The Correlative Sciences Program (CSP) acts as MSK’s core facility for Protocol Core Services to support biological specimen management. A core facility is a centralized shared resource that provides access to services, best practices, standard operating procedures, and technology, as well as expert consultation for scientific and clinical investigators.
The CSP offers the following services for clinical trials:
- preparation of kits for research specimen collection, including source documentation
- research specimen storage according to protocol specifics
- research specimen shipment
- query resolution regarding research specimens handled by CSP
How many review boards are there? Are study and budget reviews concurrent or sequential?

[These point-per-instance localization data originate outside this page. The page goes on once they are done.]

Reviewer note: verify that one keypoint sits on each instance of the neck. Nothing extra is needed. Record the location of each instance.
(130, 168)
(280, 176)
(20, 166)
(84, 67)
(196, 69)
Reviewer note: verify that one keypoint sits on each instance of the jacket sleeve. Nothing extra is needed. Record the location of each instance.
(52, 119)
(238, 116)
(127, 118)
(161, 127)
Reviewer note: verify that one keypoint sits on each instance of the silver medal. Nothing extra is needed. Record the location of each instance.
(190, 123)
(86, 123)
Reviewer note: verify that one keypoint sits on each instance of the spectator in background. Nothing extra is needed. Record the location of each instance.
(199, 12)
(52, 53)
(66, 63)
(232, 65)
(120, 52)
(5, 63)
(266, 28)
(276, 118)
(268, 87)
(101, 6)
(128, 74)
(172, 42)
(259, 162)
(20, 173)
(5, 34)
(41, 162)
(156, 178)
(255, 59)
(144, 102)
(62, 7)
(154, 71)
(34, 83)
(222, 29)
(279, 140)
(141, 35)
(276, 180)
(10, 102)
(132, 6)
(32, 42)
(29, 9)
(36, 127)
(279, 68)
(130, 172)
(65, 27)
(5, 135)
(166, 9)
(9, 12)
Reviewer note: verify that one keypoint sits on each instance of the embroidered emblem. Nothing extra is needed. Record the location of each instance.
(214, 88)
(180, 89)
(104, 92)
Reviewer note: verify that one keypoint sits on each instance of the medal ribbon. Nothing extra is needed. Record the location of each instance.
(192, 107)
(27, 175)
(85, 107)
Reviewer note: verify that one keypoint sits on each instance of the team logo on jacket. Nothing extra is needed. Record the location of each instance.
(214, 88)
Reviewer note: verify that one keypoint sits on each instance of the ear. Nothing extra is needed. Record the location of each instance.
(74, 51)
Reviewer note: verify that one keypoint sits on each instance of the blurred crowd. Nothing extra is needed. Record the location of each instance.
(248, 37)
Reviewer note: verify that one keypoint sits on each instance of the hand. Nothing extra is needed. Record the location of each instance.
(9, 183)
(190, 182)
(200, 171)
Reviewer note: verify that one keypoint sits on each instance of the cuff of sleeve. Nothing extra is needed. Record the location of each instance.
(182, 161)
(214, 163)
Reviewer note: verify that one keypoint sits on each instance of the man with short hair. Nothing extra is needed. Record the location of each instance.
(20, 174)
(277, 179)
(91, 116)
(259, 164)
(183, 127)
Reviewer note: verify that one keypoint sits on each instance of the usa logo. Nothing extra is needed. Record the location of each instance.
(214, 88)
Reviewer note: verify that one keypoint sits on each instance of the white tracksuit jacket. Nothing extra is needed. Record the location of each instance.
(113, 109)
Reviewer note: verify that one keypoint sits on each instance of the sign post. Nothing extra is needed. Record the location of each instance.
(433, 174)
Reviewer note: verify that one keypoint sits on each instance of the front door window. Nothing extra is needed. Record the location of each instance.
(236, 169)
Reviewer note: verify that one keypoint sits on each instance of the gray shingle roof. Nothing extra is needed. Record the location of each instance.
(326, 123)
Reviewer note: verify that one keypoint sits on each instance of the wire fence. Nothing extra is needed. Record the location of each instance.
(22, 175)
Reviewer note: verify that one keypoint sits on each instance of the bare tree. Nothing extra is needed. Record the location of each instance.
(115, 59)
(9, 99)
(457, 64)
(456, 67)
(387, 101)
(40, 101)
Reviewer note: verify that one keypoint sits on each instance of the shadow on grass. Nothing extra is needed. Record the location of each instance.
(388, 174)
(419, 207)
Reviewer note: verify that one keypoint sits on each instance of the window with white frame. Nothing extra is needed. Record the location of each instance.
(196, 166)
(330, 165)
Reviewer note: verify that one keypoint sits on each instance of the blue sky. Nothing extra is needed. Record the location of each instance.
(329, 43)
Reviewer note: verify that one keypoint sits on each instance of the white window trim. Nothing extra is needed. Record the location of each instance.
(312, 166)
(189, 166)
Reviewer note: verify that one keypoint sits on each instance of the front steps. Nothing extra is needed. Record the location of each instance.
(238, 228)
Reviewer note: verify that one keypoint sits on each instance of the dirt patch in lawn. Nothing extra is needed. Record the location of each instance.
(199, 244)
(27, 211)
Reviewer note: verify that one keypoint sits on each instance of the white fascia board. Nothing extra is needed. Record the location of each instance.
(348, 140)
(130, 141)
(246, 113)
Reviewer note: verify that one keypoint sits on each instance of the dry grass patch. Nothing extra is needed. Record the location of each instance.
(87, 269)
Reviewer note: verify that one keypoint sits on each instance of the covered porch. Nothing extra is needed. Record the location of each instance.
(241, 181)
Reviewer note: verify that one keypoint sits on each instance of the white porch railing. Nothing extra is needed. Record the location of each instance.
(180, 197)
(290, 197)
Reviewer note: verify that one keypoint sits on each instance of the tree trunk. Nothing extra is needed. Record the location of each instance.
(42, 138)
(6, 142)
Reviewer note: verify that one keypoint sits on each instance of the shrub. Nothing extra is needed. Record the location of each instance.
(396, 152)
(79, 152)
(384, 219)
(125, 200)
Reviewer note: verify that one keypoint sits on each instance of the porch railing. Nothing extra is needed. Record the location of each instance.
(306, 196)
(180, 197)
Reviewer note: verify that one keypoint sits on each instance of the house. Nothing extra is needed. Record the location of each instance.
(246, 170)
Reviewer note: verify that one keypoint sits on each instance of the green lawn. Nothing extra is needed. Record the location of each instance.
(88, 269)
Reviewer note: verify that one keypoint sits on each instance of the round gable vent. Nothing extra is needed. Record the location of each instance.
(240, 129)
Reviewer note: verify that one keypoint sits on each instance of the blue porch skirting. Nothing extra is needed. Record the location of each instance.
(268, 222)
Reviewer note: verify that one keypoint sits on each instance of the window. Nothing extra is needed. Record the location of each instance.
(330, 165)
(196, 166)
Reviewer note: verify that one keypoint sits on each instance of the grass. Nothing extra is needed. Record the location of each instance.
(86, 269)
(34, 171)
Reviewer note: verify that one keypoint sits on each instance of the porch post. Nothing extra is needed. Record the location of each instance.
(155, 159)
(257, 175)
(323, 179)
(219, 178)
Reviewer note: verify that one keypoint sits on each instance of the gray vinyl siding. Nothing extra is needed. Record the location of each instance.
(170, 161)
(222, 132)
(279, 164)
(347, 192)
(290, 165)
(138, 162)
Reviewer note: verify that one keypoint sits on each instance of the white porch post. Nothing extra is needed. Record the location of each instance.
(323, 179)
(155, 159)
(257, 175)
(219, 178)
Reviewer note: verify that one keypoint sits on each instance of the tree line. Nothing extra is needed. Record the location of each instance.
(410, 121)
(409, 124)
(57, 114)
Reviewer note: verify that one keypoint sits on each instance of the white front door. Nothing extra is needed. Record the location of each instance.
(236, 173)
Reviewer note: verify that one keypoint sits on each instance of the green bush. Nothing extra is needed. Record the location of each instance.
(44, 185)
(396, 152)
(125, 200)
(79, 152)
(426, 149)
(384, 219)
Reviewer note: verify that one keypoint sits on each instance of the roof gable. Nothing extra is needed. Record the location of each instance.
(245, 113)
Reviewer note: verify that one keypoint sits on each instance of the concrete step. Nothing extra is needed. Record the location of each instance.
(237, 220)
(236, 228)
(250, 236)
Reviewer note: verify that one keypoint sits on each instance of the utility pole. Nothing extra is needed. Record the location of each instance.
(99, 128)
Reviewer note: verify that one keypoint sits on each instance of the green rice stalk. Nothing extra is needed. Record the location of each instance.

The Research Council reviews study proposals for scientific merit and priority prior to submission to the Institutional Review Board as well as existing studies for progress. The Research Council is made up of two groups that meet fortnightly. Submissions must be received nine days before the meeting date.
The Institutional Review Board/Privacy Board (IRB) is responsible for protecting the rights and welfare of trial participants in accordance with federal and state regulations, as well as with institutional standard operating procedures. The IRB reviews all human subject research under the OneMSK platform and monitors ongoing research. The IRB is made up of two groups that also meet fortnightly on the alternating weeks.
All budgets and contracts must be submitted with the original regulatory packet during a study’s start-up process and must be finalized and executed for a trial to be considered open to accrual by the IRB. Budget and contract reviews occur in parallel with committee reviews.
For more information and to see a flowchart of proposal review steps before study approval, see the Submission Review Process.
How do you manage studies at regional locations?
Our regional outpatient clinic sites provide comprehensive clinical research services with dedicated staff.
For more information about the services at each MSK site, see Locations.
How do you manage studies at outside locations?
The primary investigator has overall responsibility for the trial across all study locations.
What training do you provide?
All research staff across all locations are MSK employees. MSK has a requirement for investigator education that meets applicable training standards.
Site initiation visits (SIV) are coordinated by the protocol study team. All investigators, pharmacy staff, research nurses, research sample management team members, and study teams are invited to SIVs. Staff can attend in person, by phone, or by video conference.
If a regional site is added to a protocol after an SIV has been conducted, a separate SIV is conducted for the new regional site staff.